Before Musk’s warning, Tesla had about 5,000 jobs posted on LinkedIn from sales in Tokyo and engineers at its giant new factory in Berlin to deep learning scientists in Palo Alto. She had scheduled an online recruitment event for Shanghai on June 9 on her WeChat channel.
Musk’s request for employees to return to the office encountered obstacles in Germany. A union leader said his plan to cut jobs would meet resistance in the Netherlands, where Tesla is based in Europe.

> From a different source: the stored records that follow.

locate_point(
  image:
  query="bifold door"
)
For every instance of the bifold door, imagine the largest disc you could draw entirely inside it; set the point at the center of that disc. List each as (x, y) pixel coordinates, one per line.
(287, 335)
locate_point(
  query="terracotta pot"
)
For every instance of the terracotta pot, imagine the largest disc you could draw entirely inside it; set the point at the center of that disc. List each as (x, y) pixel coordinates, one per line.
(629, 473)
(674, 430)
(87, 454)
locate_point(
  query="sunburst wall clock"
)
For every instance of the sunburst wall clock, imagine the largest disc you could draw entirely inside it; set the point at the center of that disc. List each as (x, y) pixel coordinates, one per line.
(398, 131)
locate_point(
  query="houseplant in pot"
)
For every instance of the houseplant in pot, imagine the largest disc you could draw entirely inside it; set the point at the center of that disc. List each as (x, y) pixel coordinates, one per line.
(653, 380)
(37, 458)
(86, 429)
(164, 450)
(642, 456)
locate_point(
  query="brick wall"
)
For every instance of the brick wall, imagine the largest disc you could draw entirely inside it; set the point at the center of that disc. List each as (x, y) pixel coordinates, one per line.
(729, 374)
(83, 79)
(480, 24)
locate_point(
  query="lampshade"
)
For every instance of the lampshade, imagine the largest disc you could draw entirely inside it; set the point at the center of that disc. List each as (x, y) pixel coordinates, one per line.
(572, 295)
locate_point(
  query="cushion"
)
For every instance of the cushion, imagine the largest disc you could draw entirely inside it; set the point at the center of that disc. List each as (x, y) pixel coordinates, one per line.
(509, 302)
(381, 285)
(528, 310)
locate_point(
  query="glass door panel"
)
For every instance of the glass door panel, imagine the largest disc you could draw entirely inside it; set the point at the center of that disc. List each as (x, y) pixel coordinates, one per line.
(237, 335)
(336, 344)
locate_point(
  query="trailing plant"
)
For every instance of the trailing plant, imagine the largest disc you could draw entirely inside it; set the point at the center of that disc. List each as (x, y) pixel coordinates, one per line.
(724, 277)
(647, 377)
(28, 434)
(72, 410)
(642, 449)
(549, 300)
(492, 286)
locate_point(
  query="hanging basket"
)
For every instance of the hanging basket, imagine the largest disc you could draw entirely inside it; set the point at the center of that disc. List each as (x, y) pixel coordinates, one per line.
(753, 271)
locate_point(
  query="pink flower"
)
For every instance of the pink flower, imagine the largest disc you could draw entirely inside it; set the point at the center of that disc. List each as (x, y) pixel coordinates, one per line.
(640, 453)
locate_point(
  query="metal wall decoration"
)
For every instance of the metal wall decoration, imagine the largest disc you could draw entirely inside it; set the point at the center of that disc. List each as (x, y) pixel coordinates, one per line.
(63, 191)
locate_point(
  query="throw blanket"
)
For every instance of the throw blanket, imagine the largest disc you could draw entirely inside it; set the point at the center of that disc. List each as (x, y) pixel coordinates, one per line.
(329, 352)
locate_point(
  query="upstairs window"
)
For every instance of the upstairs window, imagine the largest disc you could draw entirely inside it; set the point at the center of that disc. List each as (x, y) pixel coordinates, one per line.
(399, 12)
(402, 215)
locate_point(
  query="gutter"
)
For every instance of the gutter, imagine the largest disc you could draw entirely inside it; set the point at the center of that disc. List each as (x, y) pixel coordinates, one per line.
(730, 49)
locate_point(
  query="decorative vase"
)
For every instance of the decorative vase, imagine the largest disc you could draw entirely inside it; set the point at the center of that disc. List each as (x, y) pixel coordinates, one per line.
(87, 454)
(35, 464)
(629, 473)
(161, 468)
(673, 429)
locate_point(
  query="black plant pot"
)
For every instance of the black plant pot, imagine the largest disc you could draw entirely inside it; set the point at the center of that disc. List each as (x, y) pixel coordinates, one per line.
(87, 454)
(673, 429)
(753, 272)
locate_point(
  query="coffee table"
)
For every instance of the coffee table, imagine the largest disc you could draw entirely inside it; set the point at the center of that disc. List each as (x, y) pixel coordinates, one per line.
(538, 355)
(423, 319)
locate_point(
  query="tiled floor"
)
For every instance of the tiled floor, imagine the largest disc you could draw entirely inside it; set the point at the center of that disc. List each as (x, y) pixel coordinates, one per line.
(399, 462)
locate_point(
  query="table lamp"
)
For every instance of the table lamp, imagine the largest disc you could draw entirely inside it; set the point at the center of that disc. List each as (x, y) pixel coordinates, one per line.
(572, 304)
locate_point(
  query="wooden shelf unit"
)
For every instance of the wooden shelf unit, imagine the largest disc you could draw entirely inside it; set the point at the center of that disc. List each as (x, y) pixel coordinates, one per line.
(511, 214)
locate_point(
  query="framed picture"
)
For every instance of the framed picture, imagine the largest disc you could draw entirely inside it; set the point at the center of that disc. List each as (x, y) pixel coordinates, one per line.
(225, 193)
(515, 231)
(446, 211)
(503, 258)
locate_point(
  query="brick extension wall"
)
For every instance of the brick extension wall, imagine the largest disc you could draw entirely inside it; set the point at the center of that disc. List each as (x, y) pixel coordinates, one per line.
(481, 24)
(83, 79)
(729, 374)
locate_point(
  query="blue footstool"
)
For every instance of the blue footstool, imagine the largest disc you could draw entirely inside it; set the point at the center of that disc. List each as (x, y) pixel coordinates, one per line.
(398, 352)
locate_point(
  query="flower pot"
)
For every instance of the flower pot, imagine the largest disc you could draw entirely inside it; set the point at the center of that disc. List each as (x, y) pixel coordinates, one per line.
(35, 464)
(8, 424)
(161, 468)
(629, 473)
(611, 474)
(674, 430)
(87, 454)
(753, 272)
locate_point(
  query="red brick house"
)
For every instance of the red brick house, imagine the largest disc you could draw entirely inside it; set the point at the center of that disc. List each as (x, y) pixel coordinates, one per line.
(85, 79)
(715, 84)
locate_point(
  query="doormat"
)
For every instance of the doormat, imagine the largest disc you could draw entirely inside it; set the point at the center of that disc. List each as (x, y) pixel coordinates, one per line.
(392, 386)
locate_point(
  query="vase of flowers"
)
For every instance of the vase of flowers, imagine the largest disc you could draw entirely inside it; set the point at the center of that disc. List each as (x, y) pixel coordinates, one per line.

“You can’t just fire Dutch workers,” said FNV spokesman Hans Walthe, adding that Tesla would have to negotiate with the Labor Council the terms of any departure.
In an email on Tuesday, Musk said Tesla employees are required to stay in the office for at least 40 hours a week, to lock the door on any remote work. “If you don’t show up, we’ll assume you quit,” he said.
Musk has repeatedly pointed to the risk of a recession in recent comments.
“I think we’re probably in a recession and the recession is only going to get worse,” he said, addressing a teleconference in mid-May in Miami Beach.
In late May, when Musk was asked on Twitter if a recession was about to happen, he said, “Yeah, but that’s actually a good thing. It’s been raining money on fools for too long. Some bankruptcies should happen.”
Other companies have cut jobs or slowed or paused hiring amid weak demand.
Last month, Netflix (NFLX.O) It said it had laid off about 150 people, mostly in the United States, and Peloton said in February it would cut 2,800 jobs. ID pads (FB.O)Uber (UBER.N) And other tech companies have slowed hiring. Read more
In June 2018, Musk said Tesla would cut 9% of its workforce as the loss-making company at the time struggled to ramp up production of Model 3 electric sedans, even though data in its SEC filings showed the cuts had been made. More compensated through hiring by the end of the year.